As a member of the SCISA AAA state champion Augusta Christian baseball team, Trey Crabill put fear into the hearts of many opposing pitchers.
In a batting line up that hit .369 as a team with 37 home runs in 27 games, Crabill hit .430 with 33 RBI. He led the team with 11 doubles and 73 total bases this year.
As impressive as the numbers are, the stats are only the tip of the iceberg. Crabill's baseball story starts at the age of 7, when he was a member of the Columbia County Lookouts.
"I was in the dugout, and I had a little cross that was in my bag," Crabill said. "I put it in my pocket with a Gatorade cap and played with it. It's been with me ever since - probably over 1,000 games."
Crabill took the cross with him to Baltimore, Md., where his family moved five years ago. With a 93 mph fastball as a sophomore, Crabill said he had plenty of big-name colleges watching including Duke, Maryland, and the University of Virginia.
However, the first year of Crabill's junior season, the dream of college and possibly professional baseball came crashing down in a tournament in Florida.
"It was our first game of my junior year," Crabill said. "I pitched six innings and had 13 strikeouts, but then I tore my rotator cuff."
The injury was at first overlooked as typical soreness after the first game of the year. Crabill said for three months he tried to work past the pain. Eventually exploratory surgery discovered that 48 percent of Crabill's rotator cuff had torn off.
The high school junior was told by doctors he'd most likely never pitch again.
While suffering through intense and monotonous physical therapy, the high school junior missed the entire baseball season.
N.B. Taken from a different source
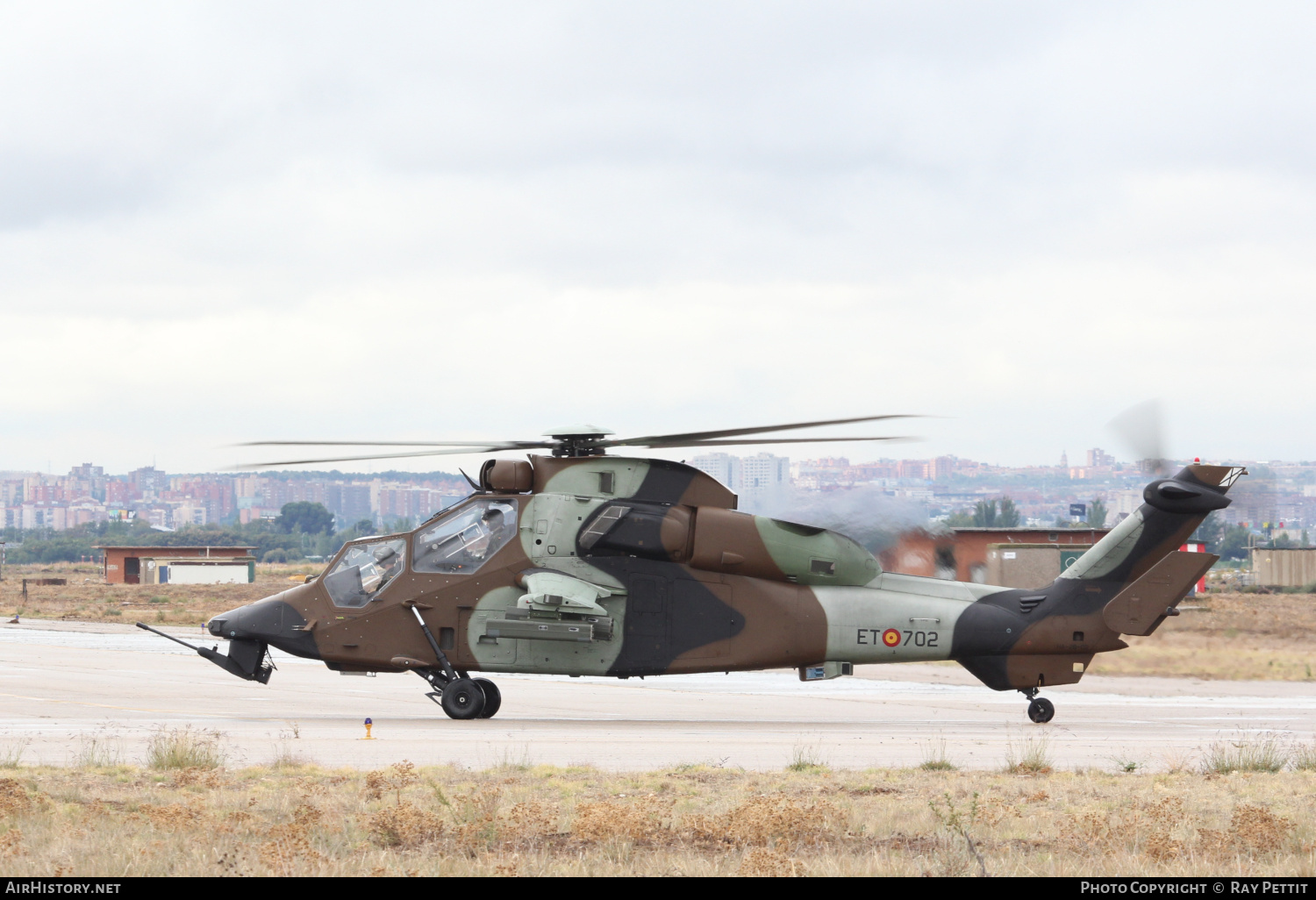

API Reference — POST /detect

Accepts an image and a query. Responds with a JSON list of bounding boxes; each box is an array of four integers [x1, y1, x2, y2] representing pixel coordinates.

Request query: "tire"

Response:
[[1028, 697, 1055, 725], [476, 678, 503, 718], [440, 678, 484, 718]]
Crabill turned to the cross in his pocket.
"The rehab wasn't tough, it was just frustrating, but ever since I was 7, I had that cross and a Bible verse - Philippians 4:13," Crabill said. "It says 'I can do all things through Christ who strengthens me.' That's what got me through everything."
Eventually, Crabill recovered from surgery and his family moved back to the Augusta area.
After sitting out for a full year, Crabill returned to the diamond with Augusta Christian this spring. The Lions had heard of the pitcher Crabill used to be, but because of the rotator cuff injury, the senior was forced to play second base and contribute with his bat instead of his arm.
"We knew when he transferred back he may not pitch, but he was still a good player for us," Augusta Christian coach Craig Johnson said.
While playing most of the year at second base, Crabill still didn't completely give up on pitching.
After a few cautious workouts, the need came up for a reliever, and Johnson gave Crabill the go-ahead.
"I pitched three innings midway through the season," Crabill said. "I wasn't throwing as hard as I used to. I still have to get my mechanics down."
In his only appearance on the mound this year, Crabill struck out 4 of the 11 batters he faced and gave up only one hit and one walk.
Johnson said he could have used Crabill on the mound more this year, but with an eight-man pitching staff that held a 2.65 ERA, there was little need.
"We weren't going to overdo it with him and fortunately we didn't have to use him because the other guys stepped up," Johnson said.
Now with his high school career complete, Crabill said he's once again hearing from the same colleges that showed interest before his injury.
"They said they'd wait and see how I came back," Crabill said. "It takes persistence. Right now I feel like I'm 95 percent back."